Потом оказалось, ещё как те! В девятом классе его уломали подружки: Оля и Юля, которые хвастались, что работают на пару, а сами из-за него устроили в сортире драку. Тогда Серёга немного успокоился, перебрал всех доступных девчонок и уже почти не вспоминал про Олешку. Лишь попадая на Бездонку, ныряя с высокого уступа и никогда не достигая дна, сожалел, что «тренера» нет рядом, ведь теперь он не смог бы ему ничего запретить.

После армии его познакомили с Веркой и, не дав оглядеться, мигом сыграли свадьбу. Через год родился Антон, и они переехали в Таворск, где Верке от мясного завода, куда она устроилась обвальщицей, дали небольшую квартирку, а сам он пошёл диспетчером в карьер…

– Погрузка буксует из-за низкой квалификации стропальщиков, – ответил Сергей на повисший в воздухе вопрос Царькова, хотя ещё совсем недавно ни секунды об этом не думал и вообще был не в теме. Просто слышал эти слова от Севы, опытного стропаля с самой большой зарплатой.

Игорь Альбертович с интересом взглянул на Сергея, и от этого взгляда, мучительно знакомого, задрожали руки. Чтобы скрыть смущение, Серёга стал похлопывать себя по карманам, будто что-то искал. Царьков понял по-своему и, придвинув коробку сигар, предложил: кури. Сергей ни разу не курил сигары и, опасаясь неловкости, мотнул головой и достал пачку Мальборо.

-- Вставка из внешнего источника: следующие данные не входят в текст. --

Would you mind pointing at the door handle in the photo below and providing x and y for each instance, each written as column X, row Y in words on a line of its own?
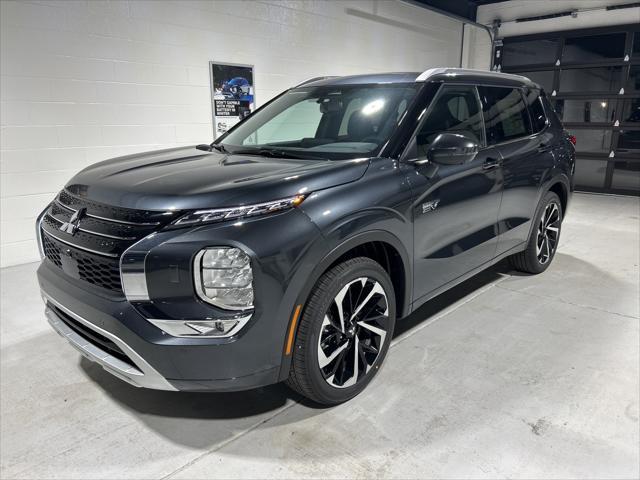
column 544, row 147
column 491, row 163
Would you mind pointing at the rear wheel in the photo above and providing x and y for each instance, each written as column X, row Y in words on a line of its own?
column 544, row 237
column 344, row 332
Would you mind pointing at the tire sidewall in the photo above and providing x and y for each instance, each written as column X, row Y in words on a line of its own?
column 328, row 393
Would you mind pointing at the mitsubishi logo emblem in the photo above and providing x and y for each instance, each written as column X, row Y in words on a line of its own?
column 71, row 227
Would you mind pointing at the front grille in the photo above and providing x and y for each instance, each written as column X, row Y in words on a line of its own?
column 99, row 236
column 91, row 335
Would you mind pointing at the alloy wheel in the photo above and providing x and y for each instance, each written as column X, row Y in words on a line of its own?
column 353, row 332
column 548, row 233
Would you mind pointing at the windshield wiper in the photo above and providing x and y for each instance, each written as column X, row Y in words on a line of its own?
column 220, row 148
column 268, row 152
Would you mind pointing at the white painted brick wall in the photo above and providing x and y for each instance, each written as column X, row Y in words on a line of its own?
column 83, row 81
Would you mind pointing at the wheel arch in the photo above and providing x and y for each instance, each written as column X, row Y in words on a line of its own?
column 379, row 245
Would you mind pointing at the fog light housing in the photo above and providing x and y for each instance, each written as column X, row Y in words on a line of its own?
column 223, row 277
column 209, row 328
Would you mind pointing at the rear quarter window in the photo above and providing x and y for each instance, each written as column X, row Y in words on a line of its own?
column 505, row 114
column 536, row 110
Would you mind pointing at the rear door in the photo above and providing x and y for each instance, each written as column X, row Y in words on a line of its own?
column 517, row 126
column 455, row 207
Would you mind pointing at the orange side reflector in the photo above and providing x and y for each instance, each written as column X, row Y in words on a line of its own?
column 292, row 330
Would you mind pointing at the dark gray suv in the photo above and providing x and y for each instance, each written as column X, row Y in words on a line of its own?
column 287, row 249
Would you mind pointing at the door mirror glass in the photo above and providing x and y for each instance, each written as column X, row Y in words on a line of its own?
column 452, row 149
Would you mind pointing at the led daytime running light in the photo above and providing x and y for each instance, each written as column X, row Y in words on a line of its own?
column 231, row 213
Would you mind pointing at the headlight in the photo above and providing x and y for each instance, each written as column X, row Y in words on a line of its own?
column 225, row 214
column 223, row 277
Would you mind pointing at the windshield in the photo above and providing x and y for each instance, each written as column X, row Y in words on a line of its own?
column 329, row 122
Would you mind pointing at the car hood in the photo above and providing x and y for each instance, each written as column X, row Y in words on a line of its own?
column 188, row 178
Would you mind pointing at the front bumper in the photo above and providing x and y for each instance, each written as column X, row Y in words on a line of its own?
column 251, row 358
column 137, row 371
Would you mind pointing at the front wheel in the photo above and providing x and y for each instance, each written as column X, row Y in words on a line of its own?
column 344, row 332
column 544, row 237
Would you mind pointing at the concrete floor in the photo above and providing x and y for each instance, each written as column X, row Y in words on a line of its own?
column 505, row 376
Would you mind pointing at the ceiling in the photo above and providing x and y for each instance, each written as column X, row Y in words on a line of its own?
column 462, row 8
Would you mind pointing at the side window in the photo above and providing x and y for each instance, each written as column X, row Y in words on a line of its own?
column 536, row 110
column 455, row 109
column 505, row 114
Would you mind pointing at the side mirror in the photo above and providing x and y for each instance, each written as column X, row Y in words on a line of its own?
column 452, row 149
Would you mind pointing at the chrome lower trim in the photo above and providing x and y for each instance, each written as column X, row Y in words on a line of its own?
column 141, row 374
column 39, row 232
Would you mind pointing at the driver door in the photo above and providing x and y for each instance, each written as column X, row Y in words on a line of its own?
column 455, row 208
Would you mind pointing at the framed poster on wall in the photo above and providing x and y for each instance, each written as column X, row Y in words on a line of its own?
column 232, row 94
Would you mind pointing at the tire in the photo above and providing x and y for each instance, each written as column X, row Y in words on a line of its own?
column 543, row 240
column 360, row 281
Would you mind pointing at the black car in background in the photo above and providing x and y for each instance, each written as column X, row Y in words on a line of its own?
column 288, row 248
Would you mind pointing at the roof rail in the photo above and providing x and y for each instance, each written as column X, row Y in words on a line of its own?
column 314, row 79
column 424, row 76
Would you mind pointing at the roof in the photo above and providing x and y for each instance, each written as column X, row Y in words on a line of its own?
column 437, row 74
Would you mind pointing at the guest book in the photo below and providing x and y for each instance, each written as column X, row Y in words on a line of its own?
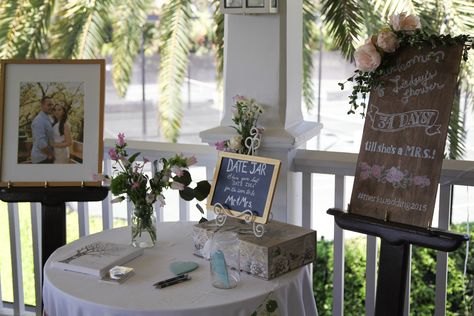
column 97, row 258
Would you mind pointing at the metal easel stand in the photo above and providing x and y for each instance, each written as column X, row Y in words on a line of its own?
column 53, row 209
column 395, row 253
column 222, row 214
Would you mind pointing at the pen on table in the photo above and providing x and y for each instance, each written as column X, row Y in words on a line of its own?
column 178, row 277
column 160, row 286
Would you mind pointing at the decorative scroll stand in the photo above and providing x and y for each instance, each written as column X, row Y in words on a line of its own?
column 395, row 254
column 53, row 209
column 222, row 213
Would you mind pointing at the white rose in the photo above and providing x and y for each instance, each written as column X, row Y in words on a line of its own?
column 367, row 57
column 235, row 143
column 388, row 41
column 405, row 22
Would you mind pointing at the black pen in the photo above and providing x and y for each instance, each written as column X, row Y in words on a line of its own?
column 178, row 277
column 160, row 286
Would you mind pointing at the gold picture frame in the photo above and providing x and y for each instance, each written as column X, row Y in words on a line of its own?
column 243, row 182
column 67, row 94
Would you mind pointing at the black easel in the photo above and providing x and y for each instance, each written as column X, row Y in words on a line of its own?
column 53, row 209
column 394, row 254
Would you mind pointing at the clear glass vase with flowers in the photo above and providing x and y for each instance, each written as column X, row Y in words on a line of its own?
column 143, row 190
column 246, row 114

Они просидели до позднего вечера, обсуждая одну за другой проблемы порта. Вот где Серёге пригодился опыт диспетчера! Оказалось много сходного, и трудностей тоже, причём таких, с которыми он, Сергей Петрович Веселов, справлялся когда-то влёгкую, своими решениями поражая и сотрудников, и начальство. С лица Царькова не сходило насмешливое удивление, будто мелкий пацан, не выговаривающий ещё букву «р», вдруг принялся излагать философские постулаты.

Когда совсем стемнело, и в здании администрации никого не осталось, Царьков вдруг весело хмыкнул и, прикрыв руку Сергея своей ладонью, отчего рука мгновенно вспотела, отчётливо произнёс: «Вы золото, Сергей Петрович! – и, хитро улыбаясь, добавил – За это надо выпить».

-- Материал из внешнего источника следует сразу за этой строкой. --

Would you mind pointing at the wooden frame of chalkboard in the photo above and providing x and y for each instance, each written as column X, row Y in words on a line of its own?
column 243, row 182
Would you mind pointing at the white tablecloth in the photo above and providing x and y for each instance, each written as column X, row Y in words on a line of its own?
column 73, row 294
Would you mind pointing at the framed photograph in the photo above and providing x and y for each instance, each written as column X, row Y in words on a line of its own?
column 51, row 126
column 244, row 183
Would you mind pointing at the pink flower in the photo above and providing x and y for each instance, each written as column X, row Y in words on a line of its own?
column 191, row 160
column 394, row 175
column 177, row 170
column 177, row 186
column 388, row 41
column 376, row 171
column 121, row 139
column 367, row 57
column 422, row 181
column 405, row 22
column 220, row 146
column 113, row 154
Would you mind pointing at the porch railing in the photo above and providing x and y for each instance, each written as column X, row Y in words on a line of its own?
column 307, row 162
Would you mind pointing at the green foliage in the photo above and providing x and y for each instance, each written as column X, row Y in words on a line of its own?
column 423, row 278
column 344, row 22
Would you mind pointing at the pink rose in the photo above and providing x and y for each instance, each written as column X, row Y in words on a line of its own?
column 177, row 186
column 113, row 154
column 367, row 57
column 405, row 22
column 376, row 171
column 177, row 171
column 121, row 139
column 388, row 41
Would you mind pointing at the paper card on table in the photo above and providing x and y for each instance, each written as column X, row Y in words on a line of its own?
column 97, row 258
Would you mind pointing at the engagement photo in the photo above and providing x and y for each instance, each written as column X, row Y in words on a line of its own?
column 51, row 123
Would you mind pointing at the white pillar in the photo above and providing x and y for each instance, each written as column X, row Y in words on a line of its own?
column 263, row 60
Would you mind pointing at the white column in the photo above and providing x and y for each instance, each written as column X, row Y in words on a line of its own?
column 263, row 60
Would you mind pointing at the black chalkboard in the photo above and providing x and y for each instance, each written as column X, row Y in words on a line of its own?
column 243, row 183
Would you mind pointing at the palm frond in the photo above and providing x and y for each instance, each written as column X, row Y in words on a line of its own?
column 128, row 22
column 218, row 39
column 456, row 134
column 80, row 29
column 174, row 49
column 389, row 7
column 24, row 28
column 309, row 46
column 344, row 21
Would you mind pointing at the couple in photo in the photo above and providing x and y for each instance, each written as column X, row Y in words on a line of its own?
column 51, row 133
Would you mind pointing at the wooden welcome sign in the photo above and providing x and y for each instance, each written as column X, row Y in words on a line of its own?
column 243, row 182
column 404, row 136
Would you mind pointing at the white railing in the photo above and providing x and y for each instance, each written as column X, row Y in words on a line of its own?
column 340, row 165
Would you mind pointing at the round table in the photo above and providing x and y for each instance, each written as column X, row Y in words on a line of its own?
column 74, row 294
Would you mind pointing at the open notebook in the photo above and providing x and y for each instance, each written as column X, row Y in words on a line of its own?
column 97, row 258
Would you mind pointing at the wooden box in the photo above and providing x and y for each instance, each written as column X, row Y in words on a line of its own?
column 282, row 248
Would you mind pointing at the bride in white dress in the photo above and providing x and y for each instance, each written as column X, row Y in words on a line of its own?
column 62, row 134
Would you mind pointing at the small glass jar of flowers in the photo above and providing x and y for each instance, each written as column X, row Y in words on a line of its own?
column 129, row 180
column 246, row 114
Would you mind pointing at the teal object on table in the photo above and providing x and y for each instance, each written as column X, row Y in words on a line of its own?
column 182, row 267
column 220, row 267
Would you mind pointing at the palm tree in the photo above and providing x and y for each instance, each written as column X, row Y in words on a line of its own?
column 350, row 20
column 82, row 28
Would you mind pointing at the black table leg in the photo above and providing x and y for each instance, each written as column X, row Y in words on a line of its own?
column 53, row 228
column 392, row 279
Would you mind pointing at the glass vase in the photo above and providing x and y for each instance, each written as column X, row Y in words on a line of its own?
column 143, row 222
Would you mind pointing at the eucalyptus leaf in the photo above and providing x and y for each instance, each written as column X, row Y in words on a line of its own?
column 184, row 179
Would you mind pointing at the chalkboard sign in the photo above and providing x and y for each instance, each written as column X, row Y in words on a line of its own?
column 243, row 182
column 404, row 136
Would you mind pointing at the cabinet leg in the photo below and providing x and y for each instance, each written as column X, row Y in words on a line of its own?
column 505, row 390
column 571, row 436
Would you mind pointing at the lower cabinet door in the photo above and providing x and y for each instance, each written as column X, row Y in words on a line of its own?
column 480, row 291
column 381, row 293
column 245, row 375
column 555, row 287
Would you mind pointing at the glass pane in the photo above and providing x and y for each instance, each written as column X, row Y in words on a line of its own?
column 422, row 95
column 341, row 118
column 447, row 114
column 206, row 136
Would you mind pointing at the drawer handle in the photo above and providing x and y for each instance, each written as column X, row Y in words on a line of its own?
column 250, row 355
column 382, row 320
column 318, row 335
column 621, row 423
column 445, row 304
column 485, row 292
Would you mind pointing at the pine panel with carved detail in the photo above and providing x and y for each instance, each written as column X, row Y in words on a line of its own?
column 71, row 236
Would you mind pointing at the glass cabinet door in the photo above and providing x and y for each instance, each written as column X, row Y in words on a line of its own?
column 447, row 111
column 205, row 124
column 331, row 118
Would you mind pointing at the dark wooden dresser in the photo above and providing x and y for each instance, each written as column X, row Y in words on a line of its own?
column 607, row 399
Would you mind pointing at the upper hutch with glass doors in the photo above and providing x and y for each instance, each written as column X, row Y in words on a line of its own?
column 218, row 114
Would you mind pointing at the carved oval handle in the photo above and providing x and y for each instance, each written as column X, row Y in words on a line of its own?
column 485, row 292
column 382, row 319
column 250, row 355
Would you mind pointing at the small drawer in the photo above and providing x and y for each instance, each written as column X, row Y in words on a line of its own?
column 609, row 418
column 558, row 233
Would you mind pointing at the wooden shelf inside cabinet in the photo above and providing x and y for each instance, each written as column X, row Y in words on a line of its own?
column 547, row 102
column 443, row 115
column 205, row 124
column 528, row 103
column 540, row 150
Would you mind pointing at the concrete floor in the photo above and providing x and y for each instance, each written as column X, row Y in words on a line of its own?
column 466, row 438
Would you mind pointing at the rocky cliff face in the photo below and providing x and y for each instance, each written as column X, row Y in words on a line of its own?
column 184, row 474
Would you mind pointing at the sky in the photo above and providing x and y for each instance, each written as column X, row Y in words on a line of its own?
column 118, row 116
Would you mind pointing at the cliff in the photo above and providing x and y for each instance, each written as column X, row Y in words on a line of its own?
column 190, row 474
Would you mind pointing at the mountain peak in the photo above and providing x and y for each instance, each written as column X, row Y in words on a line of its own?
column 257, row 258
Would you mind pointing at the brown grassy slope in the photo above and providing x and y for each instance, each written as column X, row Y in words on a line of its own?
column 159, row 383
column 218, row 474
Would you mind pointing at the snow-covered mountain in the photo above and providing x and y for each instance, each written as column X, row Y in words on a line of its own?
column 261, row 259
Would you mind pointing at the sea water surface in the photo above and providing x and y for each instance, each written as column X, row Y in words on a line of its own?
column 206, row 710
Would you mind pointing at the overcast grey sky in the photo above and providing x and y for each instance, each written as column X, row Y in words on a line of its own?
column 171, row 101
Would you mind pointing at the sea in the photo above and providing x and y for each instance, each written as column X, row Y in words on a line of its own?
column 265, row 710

Они пошли в ближайший ресторан, который вот-вот должен был закрыться, но, послушный негромкому указанию Царькова, повременил и ещё добрый час выдавал запоздалым посетителям закуску и выпивку. В тот раз Сергей удержался, не ушёл в запой. Вообще пить больше не хотелось. В его жизни появилось то, без чего все прошлые годы казались прозябанием, напрасной тратой сил, а сам он, как мотор, работающий на холостом ходу, как компьютер в режиме ожидания, пропадал без дела.